I will say that Github Action is the better option for things that interface directly with the same repository it's located in and where we want to inspect changes immediately after or during pull requests. Tests, linting, security checks -- these all make sense to continue to include as Github Actions, both because:

  1. Libraries for these actions (such as pytest or bandit) already tend to support Github Actions out of the box, with minimal configuration
  2. And because it enables easy review at the point of pull requests, allowing us to quickly diagnose problems before they're merged.
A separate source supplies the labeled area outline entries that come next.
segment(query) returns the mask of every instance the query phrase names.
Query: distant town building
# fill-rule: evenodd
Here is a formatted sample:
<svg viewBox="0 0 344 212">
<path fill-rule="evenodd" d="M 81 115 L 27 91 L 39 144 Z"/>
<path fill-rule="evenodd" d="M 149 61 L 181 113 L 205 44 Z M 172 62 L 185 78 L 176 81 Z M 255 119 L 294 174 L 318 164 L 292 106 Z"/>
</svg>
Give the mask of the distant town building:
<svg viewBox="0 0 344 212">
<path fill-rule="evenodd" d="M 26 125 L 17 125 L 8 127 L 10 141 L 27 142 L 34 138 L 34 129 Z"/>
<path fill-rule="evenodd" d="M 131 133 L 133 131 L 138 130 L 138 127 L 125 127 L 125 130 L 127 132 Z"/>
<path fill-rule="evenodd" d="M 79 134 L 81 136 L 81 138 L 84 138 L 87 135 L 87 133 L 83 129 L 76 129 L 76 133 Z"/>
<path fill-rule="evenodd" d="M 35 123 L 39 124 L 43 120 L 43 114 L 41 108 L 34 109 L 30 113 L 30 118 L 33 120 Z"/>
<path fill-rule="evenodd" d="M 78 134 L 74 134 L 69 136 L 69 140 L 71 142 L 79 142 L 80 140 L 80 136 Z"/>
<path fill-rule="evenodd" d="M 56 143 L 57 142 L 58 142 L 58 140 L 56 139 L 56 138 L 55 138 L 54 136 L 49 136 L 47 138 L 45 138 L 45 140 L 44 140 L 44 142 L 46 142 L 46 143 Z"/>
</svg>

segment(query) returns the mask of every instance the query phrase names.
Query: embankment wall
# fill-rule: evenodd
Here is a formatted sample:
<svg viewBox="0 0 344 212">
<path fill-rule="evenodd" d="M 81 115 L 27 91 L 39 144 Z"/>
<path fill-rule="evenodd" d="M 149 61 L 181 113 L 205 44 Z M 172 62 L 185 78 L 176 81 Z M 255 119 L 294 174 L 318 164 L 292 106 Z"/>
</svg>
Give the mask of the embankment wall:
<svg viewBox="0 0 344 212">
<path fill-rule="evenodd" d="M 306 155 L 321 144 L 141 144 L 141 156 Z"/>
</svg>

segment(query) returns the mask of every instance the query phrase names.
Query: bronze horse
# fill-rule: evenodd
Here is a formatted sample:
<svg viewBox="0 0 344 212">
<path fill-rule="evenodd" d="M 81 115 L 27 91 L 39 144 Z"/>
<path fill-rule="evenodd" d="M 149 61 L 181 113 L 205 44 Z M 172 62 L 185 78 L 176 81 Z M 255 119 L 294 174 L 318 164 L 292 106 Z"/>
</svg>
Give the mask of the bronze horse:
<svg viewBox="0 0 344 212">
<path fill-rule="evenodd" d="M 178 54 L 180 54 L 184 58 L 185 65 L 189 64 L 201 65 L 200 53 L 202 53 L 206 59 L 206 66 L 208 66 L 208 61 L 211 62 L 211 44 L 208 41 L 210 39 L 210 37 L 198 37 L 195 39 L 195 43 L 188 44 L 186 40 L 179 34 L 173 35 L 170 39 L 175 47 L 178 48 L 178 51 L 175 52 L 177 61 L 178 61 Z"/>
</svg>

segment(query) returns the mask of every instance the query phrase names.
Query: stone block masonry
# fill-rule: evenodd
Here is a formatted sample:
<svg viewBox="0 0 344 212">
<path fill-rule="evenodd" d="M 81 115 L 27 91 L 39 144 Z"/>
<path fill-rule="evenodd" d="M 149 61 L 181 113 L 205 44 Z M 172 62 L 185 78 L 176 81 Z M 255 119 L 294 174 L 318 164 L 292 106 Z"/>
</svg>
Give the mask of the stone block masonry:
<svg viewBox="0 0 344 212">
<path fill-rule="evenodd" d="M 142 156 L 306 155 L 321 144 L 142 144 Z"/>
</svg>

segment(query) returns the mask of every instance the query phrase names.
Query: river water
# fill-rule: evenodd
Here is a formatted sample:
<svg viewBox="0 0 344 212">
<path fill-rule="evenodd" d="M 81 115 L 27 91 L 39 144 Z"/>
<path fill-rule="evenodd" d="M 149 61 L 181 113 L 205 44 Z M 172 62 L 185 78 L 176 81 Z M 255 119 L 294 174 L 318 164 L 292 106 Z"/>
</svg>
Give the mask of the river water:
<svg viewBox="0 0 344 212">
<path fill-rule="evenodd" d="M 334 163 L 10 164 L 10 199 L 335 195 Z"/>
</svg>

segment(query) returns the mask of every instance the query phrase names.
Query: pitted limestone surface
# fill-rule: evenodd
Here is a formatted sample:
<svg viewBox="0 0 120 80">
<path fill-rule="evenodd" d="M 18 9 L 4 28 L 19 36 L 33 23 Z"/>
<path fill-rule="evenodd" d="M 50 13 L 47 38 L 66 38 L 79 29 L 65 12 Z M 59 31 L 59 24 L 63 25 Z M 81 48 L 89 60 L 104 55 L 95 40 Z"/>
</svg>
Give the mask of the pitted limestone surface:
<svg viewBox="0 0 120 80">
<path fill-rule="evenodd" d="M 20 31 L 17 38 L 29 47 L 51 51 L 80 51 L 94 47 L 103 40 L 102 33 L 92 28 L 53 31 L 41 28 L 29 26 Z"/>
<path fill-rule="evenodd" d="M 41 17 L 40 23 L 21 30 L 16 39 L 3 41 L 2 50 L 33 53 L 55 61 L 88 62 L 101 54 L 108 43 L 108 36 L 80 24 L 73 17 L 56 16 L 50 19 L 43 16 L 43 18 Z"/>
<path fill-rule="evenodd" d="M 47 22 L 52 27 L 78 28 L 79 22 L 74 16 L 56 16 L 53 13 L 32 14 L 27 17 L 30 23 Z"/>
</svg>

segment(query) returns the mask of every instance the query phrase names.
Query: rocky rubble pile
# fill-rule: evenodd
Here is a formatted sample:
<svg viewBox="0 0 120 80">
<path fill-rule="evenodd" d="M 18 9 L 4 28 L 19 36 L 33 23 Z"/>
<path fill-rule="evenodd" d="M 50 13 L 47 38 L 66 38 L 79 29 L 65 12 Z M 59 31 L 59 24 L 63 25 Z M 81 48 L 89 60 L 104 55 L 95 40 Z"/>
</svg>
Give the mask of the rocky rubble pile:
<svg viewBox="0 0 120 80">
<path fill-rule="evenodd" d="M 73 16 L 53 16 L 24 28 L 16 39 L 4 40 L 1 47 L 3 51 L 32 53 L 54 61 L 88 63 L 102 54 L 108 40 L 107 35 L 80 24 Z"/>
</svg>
By contrast, something like prod-to-dev migration or health monitoring don't provide feedback immediately relevant to the associated repositories.

Additionally, we may benefit from synchronizing all our different workflows through something like Jenkins, which would help formalize the more complex CI/CD processes and integrate them under a singular user interface.

maxachis commented 3 months ago

@maxachis ah, thank you! That's great. A rotating log is great. Could we do it every week or 3 days, instead, just so they can be inspected even after a weekend or whatever?

  1. in the README of this repo, we should say where it's deployed / how often it is triggered

    • if i make and merge changes, will they auto-deploy or do i need to do something?
    • how can i check to verify that this is still running / see the last time it ran?
  2. that might be it. long-term we should have some kind of statuspage but I think we're good for now

@josh-chamberlain Repository updated to have log rotate every week, and README updated to include the requested information! Have a look at the Readme and let me know if it looks good to you.

josh-chamberlain commented 3 months ago

@maxachis nice! thank you. I'm good to close this as can't repro and consider it closed while we let health-monitoring do its thing.